Review by Todd Gitlin, professor of journalism and sociology at Columbia 2/15/2012.
Carl Djerassi's autobiography. (1992)
The name may not be familiar, yet it's hard to think of anyone -- anyone at all -- who has had a greater impact on the personal lives of the Class of 59 than this man. Indeed, not just our class, but all classes, everywhere, starting about the time we were on the Hilltop and continuing right up to present day!
* Djerassi was the father of the pill.
This book tells the pill's story -- and Djerassi's, beginning with:
"Arriving at our Gasthof, we sit down for lunch. The choices in our small inn are limited to various Schnitzel. At the sight of my Naturschnitzel
mit Champignons, drowned in cream sauce, the Viennese in me salivates, even as the weight-conscious, lipophobic Californian draws back in horror.”
There's a lot in this paragraph, the third in the book. As the fondness for cream sauce indicates, he was born in Vienna -- in 1923, it should be added. His mother was Austrian, family name Friedmann, a doctor and a dentist. His father, a dermatologist who specialized in treating syphilis (before penicillin, one wealthy guy with the disease could provide a year's income) was from Sofia, the capital of Bulgaria.
So, this was a union, an unusual one. It was a union of two very different Jewish cultures. The culture based in Central Europe is Ashkenazi and speaks German-derived Yiddish. The US today has 5 to 6 million citizens who trace their ancestry to this culture, twice as many as in Israel. The other is Sephardic, the culture of the
Sephardim. These speak Spanish-derived Ladino and established themselves in Spain and Portugal -- until expelled near the end of the 15th century. Some, it seems, ended up in Bulgaria.

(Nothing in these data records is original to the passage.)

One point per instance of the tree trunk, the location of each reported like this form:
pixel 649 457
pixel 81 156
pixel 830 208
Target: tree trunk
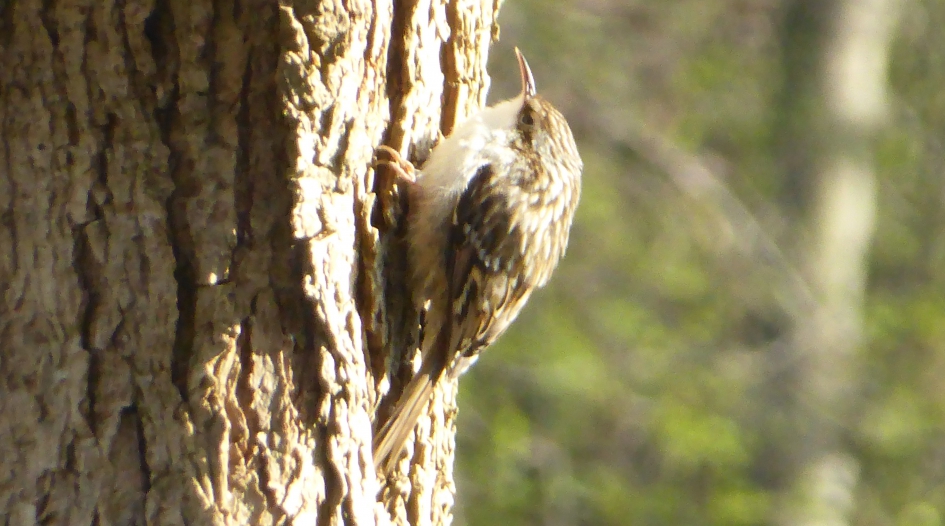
pixel 201 289
pixel 834 103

Not surprisingly, there was a divorce when Carl was a child. His parents hid the divorce from him till he was in his early teens. He lived with his mother in Vienna, but summered with his father in Sofia. In 1938, his father remarried his mother, so she and Carl could escape the takeover of Austria by the Nazis, the Anschluss -- and survive! Few of us know much about Bulgaria, but here is something to know: "although not immune to antisemitism, Bulgaria proved a safe haven, as the country managed to save its entire 48,000-strong Jewish population from deportation to Nazi concentration camps." Truly remarkable.
Traveling regularly between the two cultures, Carl found that he much preferred the Sephardim. These people were more laid back and enjoyed life more. The Ashkenazi, at least in the form presented by his mother, were tense and driven, with few pleasures.
Not lucky enough to become a Hilltopper, he benefited from the next best thing -- in the circumstances. His father had him attend the American College of Sofia for a year, where he became fluent in English. Other than that, he had a fairly regular upbringing. He joined the Boy Scouts, learned Morse code, used it to convey exam answers to friends (two thumbs up, dash, one, dot)
In December of 1939, he and his mother arrived in NYC, "nearly penniless." It saved his life. He was sixteen. His mother found a job in upstate NY, near the Canadian border, while he was placed with a wonderful volunteer family near the city. His father stayed in Bulgaria and managed to survive only because of that country's remarkable achievement. Carl did not see him for many years.
Although he hadn't graduated high school, he ended up at Newark Junior College, where he was inspired by his freshman chemistry teacher, Nathan Washton. Approaching graduation, he wanted to continue at NYU -- so he wrote Eleanor Roosevelt. He originally thought to address her as "Your Excellency." He hoped she could help him get a scholarship.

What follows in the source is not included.